Un autre avantage majeur est une bonne socialisation. Du point de vue du développement aussi bien social que psychologique, il y a plusieurs études de recherche qui confirment ce que les familles école-maison ont observé de première main: que les enfants éduqués à la maison ont tendance à avoir des compétences sociales plus développées et plus positives que leurs pairs scolarisés. Les enfants éduqués à domicile apprennent leurs compétences sociales de leurs parents plutôt que de leurs pairs, c'est-à-dire qu'ils apprennent par exemple adulte à suivre. Puisqu'ils ne passent pas beaucoup de temps dans des environnements où il y une multitude d'enfants, et interagissent avec d'autres enfants plutôt dans des groupes plus petits ou mieux surveillés, les enfants éduqués à la maison ne vivent pas trop de pression sociale ou de harcèlement, alors ils ont moins tendance à développer des stratégies dysfonctionnelles pour les survivre, et moins tendance à adopter le genre de conformisme de groupe qui soulève tant d'inquiétude ces jours-ci.

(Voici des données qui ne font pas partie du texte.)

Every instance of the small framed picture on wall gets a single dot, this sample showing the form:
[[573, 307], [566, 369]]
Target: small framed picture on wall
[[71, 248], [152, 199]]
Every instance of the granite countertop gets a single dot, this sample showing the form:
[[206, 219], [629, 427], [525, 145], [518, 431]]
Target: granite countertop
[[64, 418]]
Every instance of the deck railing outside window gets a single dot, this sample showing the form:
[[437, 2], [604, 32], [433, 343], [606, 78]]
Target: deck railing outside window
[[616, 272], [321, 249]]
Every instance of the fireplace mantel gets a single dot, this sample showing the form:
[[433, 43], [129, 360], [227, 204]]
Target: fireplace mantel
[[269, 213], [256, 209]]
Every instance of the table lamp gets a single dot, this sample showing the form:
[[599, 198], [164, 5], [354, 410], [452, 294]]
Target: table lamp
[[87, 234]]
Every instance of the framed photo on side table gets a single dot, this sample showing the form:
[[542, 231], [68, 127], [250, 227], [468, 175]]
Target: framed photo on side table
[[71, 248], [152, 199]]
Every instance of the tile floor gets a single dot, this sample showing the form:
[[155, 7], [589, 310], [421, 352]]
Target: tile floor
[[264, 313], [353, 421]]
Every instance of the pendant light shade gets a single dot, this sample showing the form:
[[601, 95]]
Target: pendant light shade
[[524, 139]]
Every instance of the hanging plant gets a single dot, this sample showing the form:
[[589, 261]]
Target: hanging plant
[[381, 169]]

Comme le cautionne le psychologue Dr. Gordon Neufeld, de Vancouver, l'orientation excessive aux pairs mine l'autorité naturelle des parents, et gêne, de ce fait, le déroulement naturel du développement de l'enfant. Par contraste, n'ayant pas à combattre une orientation excessive aux pairs chez leurs enfants, les parents enseignant à la maison retiennent le pouvoir de guider ceux-ci petit à petit à une indépendence encore connectée. Cela se passe par le biais de la dépendence naturelle de l'enfance et un développement naturel des relations entre les parents et leurs enfants dont la nature/Dieu leur a donné la charge.

Ceci nous mène à un autre avantage principal de l'éducation à domicile: le développement et le soin de liens affectifs étroits dans la famille. Passant leur temps ensemble, partageant leurs vies, et aussi leur apprentissage, leurs jeux, et leur travail, les membres de la famille -- en relation parentale, filiale, ou fraternelle -- développent entre eux des liens étroits et une base émotionnelle sécurisée à partir de laquelle les enfants peuvent s'aventurer dans le monde au fur et à mesure qu'ils grandissent et deviennent plus indépendants.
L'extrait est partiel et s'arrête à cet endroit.